This repository contains the code needed to reproduce and replicate our results in our IMC 2023 paper.
Our study replicates the methodology of two papers that obtained outstanding results on geolocating IP addresses in terms of coverage and accuracy in nowadays Internet on the largest publicly available measurement platform, RIPE Atlas. These two papers are:
They are called million scale and street level papers throughout this README, as done in our paper.
Our code offers the possibility to:
- reproduce our results using our measurement datasets.
- replicate our methodology with different targets and vantage points.

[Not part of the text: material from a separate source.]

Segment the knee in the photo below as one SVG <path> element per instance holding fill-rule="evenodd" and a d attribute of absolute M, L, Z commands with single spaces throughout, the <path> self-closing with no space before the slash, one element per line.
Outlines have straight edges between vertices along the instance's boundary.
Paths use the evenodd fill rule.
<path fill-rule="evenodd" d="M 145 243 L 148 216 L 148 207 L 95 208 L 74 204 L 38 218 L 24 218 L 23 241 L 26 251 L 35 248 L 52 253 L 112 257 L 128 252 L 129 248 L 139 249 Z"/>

For now, only RIPE Atlas vantage points are supported, but it should not be difficult to adapt the code to handle other vantage points and targets.
Our code performs measurements on RIPE Atlas, so be sure to have an account if you want to replicate our methodology with your own RIPE Atlas measurements.
You can fetch our data our on FTP ftp.iris.dioptra.io that will give you the ClickHouse tables dumped in CSV format.
git clone https://github.com/dioptra-io/geoloc-imc-2023.git
cd geoloc-imc-2023
You can use the script install.sh to:
- Pull the clickhouse docker image.
- Start the clickhouse server.
- Download clickhouse-client binary.
- Install python project using poetry.
- Create all tables and populate the database with our measurements.
source install.sh
If the installation fails, all necessary steps to use the project are described below.
GeoScale uses poetry has dependency manager, install the project using:
poetry shell
poetry lock
poetry install
We use docker to run clickhouse server, by default server is listening on localhost on port 8123 and tcp9000. If you prefer using your own docker configuration, please also modify default.py
# pull the docker image
docker pull clickhouse/clickhouse-server:22.6
# start the server
docker run --rm -d \
-v ./clickhouse_files/data:/var/lib/clickhouse/ \
-v ./clickhouse_files/logs:/var/log/clickhouse-server/ \
-v ./clickhouse_files/users.d:/etc/clickhouse-server/users.d:ro \
-v ./clickhouse_files/init-db.sh:/docker-entrypoint-initdb.d/init-db.sh \
-p 8123:8123 \
-p 9000:9000 \
--ulimit nofile=262144:262144 \
clickhouse/clickhouse-server:22.6
You can either install clickhouse-client or download clikhouse client binary (by default, install.sh download binary file).
curl https://clickhouse.com/ | sh
mv clickhouse ./clickhouse_files/
Finally, create all necessary tables and populate it with our own measurements with:
python scripts/utils/clickhouse_installer.py
Our tool relies on ENV variables for configuring clickhouse or interacting with RIPE Atlas API. An example of necessary ENV variables is given in .env.example. Create your own env file with following values:
RIPE_USERNAME=
RIPE_SECRET_KEY=
# clickhouse settings
CLICKHOUSE_CLIENT=
CLICKHOUSE_HOST=
CLICKHOUSE_DB=
CLICKHOUSE_USER=
CLICKHOUSE_PASSWORD=
The project has been run on:
- CentOS 7.5
- Python 3.9
- Server with 64GB RAM, 32 cores.
We provide python scripts and jupyter notebooks to reproduce the results and the graphs that we got in replicating the million scale and the street level papers.
You can reproduce Million scale results using a jupyter notebook: million_scale.ipynb
Alternatively you can also use the python script in background, as some steps are vey long to execute (several hours):
nohup python analysis/million_scale.py > output.log &
All analysis results can be found in ./analysis/results
No additional steps are necessary to reproduce the street-level experiment.
You can directly use notebooks plot.ipynb and tables.ipynb to produce the figures and tables of our paper.
You can also run your own measurements on custom datasets of targets (anchors) and vantage points (probes).
The jupyter notebook create_dataset will generate:
- the set of probes (used as vantage points)
- the set of anchors (used as targets)
- filter both sets by removing problematic probes (wrongly geolocated for example)
All generated files will be placed in /datasets/user_datasets.
With million_scale_measurements.ipynb, you can select a subset of vantage points and targets and run measurements on RIPE Atlas.
This script will start measurements for:
- towards all targets from all vantage points
- towards 3 responsive addresses for each target from all vantage points
Perform the analysis by using the same step described previously on your own measurements results and datasets by setting the boolean variable repro = True
, at the beginning of million_scale.ipynb (or million_scale.py if you are using the script).
TODO: Street level
@inproceedings{darwich2023replication,
title={Replication: Towards a Publicly Available Internet scale IP Geolocation Dataset},
author={Darwich, Omar and Rimlinger, Hugo and Dreyfus, Milo and Gouel, Matthieu and Vermeulen, Kevin},
booktitle={Proceedings of the 2023 ACM on Internet Measurement Conference},
pages={1--15},
year={2023}
}
This project is the result of a collaboration between the LAAS-CNRS and Sorbonne Université.